The last one was professionally scanned on a huge machine. The others were on my own scanner. See the difference professionals make? lol


----------



## meggymoo (Mar 10, 2007)

*GASP* :shock: :shock: They are amazing.

I especially love the first one. :wink:


----------



## *Hoshi* (Mar 12, 2007)

AWWWW these are fab


----------



## kitten_Val (Apr 25, 2007)

VEry cute!


----------



## MississippiGal (Aug 18, 2007)

*Beautiful*

:?: How can I get you to make a portrait of my mini..I am very interested in your techniques in the way you draw the horse properly...AMAZING!! How much could I offer to get one from you of my horse? Thanks so much!


----------



## ponypile (Nov 7, 2007)

Absolutely LOVE the one of the paints!!!!! :shock:


----------



## PromoteMyHorse (Nov 8, 2007)

You are very talented!


----------



## Vidaloco (Sep 14, 2007)

Checked your stuff on DA that weimaraner is fabulous. I can't draw a stick horse


----------



## ILoveHorses1212 (Nov 5, 2007)

AMAZING!!!! :shock: I LOVE them!
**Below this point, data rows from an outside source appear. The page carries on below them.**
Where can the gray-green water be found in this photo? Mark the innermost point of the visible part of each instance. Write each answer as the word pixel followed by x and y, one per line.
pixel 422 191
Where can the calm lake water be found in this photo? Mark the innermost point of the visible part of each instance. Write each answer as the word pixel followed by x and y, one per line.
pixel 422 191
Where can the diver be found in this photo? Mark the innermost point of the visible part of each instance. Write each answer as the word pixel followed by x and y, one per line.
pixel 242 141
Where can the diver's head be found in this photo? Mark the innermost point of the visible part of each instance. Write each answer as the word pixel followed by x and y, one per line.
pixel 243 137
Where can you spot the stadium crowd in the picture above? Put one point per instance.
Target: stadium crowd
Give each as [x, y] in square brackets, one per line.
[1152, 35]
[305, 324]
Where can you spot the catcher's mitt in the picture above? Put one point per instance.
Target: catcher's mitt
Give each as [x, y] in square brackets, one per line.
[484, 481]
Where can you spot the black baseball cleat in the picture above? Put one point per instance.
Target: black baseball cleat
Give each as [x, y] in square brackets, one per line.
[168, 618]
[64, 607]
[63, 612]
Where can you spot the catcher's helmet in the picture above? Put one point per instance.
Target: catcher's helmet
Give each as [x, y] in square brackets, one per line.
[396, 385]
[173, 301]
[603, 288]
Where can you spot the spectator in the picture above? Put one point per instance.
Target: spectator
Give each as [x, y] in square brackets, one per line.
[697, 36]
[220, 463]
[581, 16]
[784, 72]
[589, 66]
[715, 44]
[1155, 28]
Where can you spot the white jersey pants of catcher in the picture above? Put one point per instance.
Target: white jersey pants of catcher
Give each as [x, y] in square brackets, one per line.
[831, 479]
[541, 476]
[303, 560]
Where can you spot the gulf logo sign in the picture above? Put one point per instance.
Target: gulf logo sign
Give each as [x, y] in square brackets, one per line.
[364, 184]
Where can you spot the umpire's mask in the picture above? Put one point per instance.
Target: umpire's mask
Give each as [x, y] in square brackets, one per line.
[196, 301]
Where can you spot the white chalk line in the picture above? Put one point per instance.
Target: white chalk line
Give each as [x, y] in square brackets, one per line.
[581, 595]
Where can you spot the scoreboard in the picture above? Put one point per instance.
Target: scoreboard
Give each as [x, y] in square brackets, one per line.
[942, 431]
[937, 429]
The one with the paints is beautiful, so is the Lord of the Rings one!


----------



## M~R~N (Sep 29, 2007)

*loud bang as jaw hits the floor*

Ouch.

THESE ARE AWESOME!!! You are so good!


----------



## jazzyrider (Sep 16, 2007)

i second what everyone else has said  that last one is amazing. you should be very proud


----------



## kailei_bailei (Dec 2, 2007)

one word- WOW!

would i have to pay to get one done?


----------



## barnrat (Jan 1, 2007)

it would be great if you could do one for me of my friend and her horse...I'd get you a picture! and pay!  lol. Your amazing!


----------



## Annabel (Apr 4, 2007)

they are just amazing!!! wow, i wish i could draw, no such luck, but you really have talent! i love the one of the paints


----------